3話 ペイントマンの噂
汐くんが発した言葉『ペイントマン』
我が渡理町に、出現し、皆が恐怖した不審者の名前だ。
最近、担任の尾崎先生から注意喚起され、町内放送でも奴のことを言っていた。
ペイントマンは春になり、桜が咲いた頃に現れた。
最初に遭遇したのは、駅のすぐに近くにあるアーケード街。
あそこは夜になると立ち入り禁止になるのだが、住宅街と駅を繋ぐ最短ルートなので、塾帰りの学生などがたまに無断で通っている。
しかし、夜のアーケード街というのは昼の賑やかな様子とは一変し、静寂そのもだった。
アーケード街自体も、五十年という歴史があり、かなりボロボロで、夜には出るという噂もあった。
それでも、遠回りすると一時間以上かかる道を、十分ほどで帰れるのはとても魅力的であった。
その時も塾帰りの学生だったらしい。
ペイントマンという言葉を聞いて、影田が首を傾げている。
影田は、HR中、常に眠っているので尾崎先生の言葉でも聞いたことがないのであろう。
僕が説明しようか、と聞くと不満げに頷いた。
ゴホン。
「僕が聞いた噂はこうだった」と語りを入れた。
——————————————————
学生が、アーケード街の入り口に設置されたトラロープを跨いで進んで少しすると、向こう側から誰か歩いてくる。

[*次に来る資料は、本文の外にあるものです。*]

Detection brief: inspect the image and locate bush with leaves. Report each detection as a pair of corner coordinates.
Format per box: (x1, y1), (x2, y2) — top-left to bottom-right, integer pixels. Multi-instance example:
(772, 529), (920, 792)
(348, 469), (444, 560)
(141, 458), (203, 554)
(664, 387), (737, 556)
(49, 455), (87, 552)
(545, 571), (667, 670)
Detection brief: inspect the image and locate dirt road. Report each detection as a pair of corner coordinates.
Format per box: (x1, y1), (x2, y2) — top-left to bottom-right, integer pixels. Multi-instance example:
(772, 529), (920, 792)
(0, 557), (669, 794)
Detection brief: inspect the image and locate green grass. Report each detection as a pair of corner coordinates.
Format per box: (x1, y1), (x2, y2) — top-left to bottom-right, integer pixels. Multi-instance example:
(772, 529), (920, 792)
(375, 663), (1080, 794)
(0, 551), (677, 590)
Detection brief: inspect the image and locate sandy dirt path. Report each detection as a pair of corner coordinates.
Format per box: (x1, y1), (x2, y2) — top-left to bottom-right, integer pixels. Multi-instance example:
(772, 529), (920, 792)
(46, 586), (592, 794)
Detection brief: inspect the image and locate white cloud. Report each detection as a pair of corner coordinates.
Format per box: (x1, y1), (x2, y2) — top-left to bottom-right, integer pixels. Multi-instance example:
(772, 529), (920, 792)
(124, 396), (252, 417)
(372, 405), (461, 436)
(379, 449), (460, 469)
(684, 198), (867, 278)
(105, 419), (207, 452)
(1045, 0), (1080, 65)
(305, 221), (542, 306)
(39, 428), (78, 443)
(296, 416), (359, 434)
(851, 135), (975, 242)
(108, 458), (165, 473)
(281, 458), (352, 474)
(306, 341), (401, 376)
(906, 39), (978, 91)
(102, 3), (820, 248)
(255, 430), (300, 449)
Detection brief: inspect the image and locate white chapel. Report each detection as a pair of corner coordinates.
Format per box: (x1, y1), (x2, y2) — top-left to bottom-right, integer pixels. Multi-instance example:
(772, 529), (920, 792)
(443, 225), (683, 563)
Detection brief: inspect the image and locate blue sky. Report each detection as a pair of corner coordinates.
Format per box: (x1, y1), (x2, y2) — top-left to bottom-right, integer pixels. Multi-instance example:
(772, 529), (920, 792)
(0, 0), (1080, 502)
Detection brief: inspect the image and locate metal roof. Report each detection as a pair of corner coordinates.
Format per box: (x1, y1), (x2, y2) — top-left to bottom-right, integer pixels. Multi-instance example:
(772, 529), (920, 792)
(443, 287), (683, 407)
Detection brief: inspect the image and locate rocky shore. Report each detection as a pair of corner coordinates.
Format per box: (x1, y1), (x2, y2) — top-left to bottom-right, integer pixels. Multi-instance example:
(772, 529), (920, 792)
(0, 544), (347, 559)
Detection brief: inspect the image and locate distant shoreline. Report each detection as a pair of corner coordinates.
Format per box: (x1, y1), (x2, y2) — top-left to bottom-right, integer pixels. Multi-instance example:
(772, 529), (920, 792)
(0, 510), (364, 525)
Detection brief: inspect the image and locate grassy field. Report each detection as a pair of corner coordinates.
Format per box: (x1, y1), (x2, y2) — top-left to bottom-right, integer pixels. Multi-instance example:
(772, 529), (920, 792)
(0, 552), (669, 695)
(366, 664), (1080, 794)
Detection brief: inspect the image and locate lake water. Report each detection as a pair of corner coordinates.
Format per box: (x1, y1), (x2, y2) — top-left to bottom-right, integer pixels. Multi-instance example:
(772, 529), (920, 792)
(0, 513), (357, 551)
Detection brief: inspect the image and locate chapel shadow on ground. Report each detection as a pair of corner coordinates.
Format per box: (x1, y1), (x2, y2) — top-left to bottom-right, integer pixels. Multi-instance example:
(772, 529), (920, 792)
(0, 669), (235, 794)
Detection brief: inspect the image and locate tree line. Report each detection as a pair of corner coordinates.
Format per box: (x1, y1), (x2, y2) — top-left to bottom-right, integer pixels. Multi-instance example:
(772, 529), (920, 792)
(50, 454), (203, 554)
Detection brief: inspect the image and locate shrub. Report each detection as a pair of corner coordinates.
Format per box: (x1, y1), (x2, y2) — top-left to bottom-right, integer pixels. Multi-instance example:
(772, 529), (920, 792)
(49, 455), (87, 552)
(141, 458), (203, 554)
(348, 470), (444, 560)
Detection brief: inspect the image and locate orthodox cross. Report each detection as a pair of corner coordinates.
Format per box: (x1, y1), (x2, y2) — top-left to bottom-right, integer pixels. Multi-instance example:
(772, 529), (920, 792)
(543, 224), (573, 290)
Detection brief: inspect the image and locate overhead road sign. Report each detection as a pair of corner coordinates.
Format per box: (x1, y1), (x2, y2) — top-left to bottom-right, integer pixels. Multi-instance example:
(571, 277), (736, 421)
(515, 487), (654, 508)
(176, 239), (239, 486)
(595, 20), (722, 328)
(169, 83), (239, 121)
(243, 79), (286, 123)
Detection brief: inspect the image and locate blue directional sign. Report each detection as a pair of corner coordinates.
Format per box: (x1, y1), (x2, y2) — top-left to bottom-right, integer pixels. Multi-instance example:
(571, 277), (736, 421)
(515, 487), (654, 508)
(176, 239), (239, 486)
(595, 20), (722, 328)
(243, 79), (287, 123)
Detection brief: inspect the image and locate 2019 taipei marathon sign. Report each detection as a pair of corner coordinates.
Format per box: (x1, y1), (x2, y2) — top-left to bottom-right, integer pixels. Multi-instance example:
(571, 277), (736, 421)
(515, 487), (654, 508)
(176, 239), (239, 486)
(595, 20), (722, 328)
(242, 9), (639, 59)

学生は見つかったらまずいと思い、たまたま目の前にあった看板の後ろに隠れた。
足跡がだんだんと近づいてくる。月明かりで照らされたのは男だった。
幽霊の類でないことで、胸を撫で下ろしたが、男に違和感があることに気がついた。
服装が妙に引っかかった。
妙というのは、身体のラインが浮き出た服で、男の痩せ細ったシルエットがくっきりとわかった。
レザージャケットのように光沢があり、まるで美術館で見た油絵のような色合いの服だった。
表情は、目を飛びでんばかりに開いて、口角を限界まで開けていた。
学生は息を顰め、奴が通り過ぎるのを祈った。
一五メートルほどまで来た時だった。
何を思ったのか、男が急に立ち止まり、正面の何もない虚空を見始めたのだ。
学生はなにか得体の知れない恐怖に支配され、今すぐにでもその場を離れたい気持ちを抑えきれなくなった。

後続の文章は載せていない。